No matter what position Donald Trump takes, no matter what policy he pursues, there is bound to be an earlier tweet of his rebutting that position or policy. Unlike his newer tweets, which tend to be lightning flashes of incoherent rage, the old tweets are often strikingly on point, expressing an outsider’s frustration with the seemingly incomprehensible choices made by the mandarins in Washington, D.C. Take, for example, Donald Trump’s thoughts in January of 2013 on the U.S. military’s involvement in Afghanistan, which at that point had just passed the 11-year mark:
Four years later, Donald Trump, this time as president, is considering sending more troops to Afghanistan, so the U.S. can reverse the Taliban’s recent gains and “start winning” again, according to an American official cited by The Washington Post. This time, Trump is reportedly considering letting the military set U.S. troop levels, in a bid to force the Taliban to the negotiating table. The deployment of an estimated 3,000 troops would depend on President Ashraf Ghani’s ability to root out government corruption and improve the effectiveness of the wobbly Afghan army.

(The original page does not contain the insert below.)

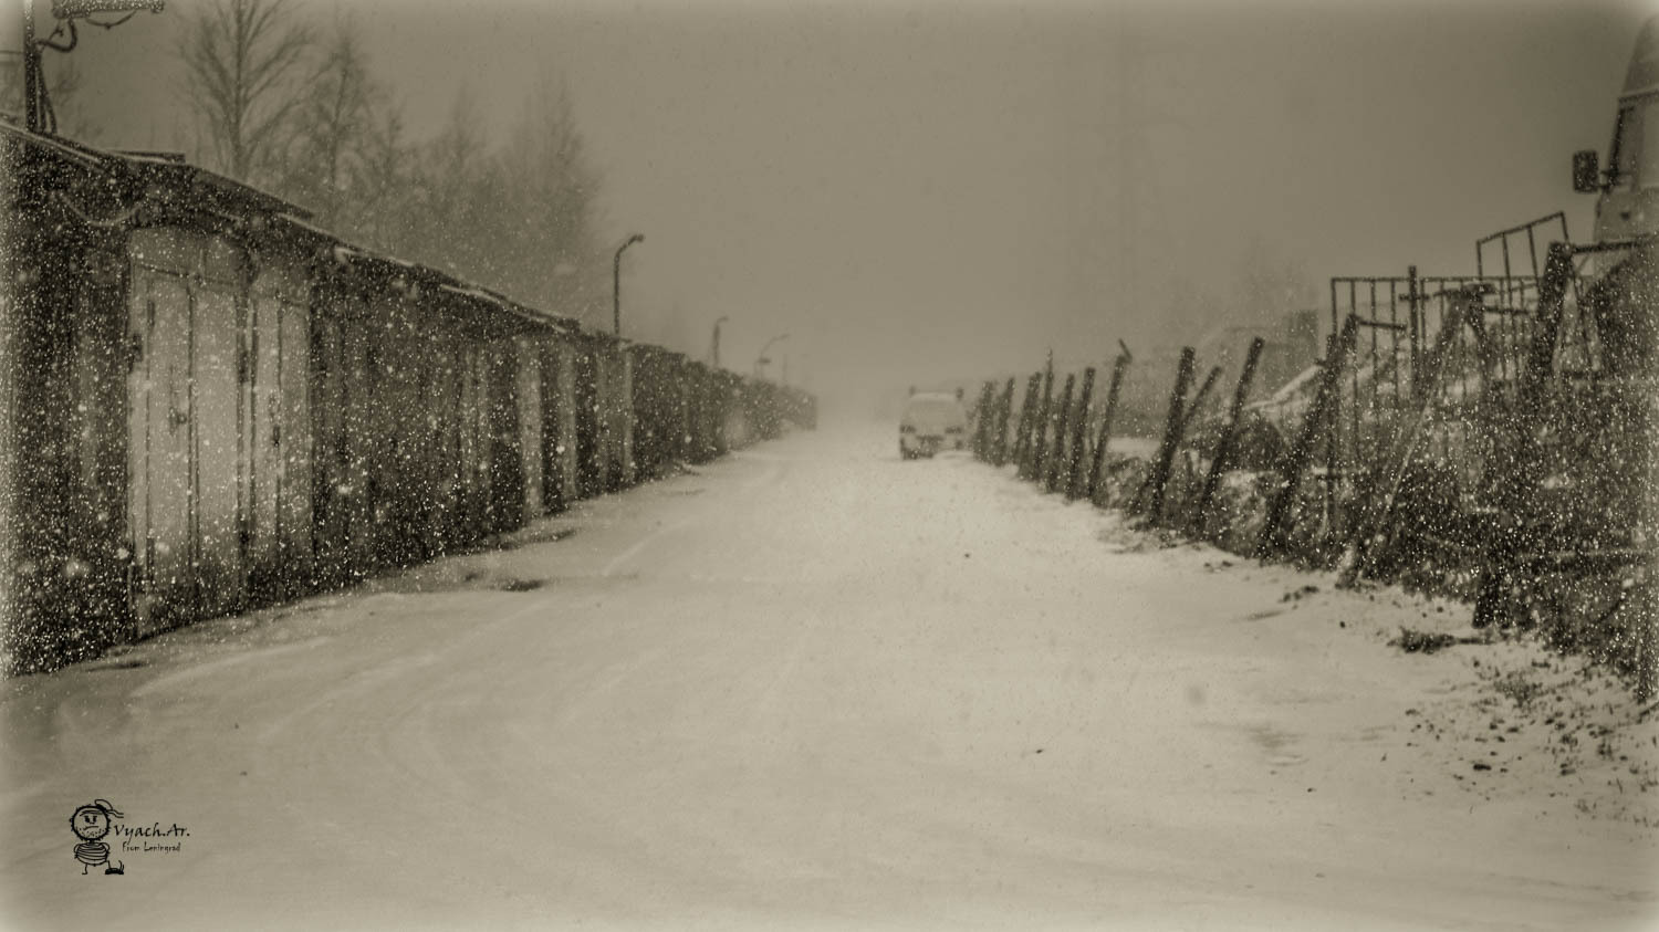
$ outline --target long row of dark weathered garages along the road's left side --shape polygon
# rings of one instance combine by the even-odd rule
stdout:
[[[0,124],[5,667],[474,546],[810,425],[156,156]]]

Aside from giving the military the steering wheel, we have seen some version of this strategy, with the same caveats and conditions, numerous times over the last 15 years. The size of the U.S. presence in Afghanistan waxes and wanes, gains are made then lost, and nothing really changes—which is what Trump so succinctly captured in his tweet. Either President Trump has come to realize that the situation in Afghanistan is far more complex than he could have imagined as a civilian, or he is on the verge of being captured by the very Washington groupthink that he used to throw stones at.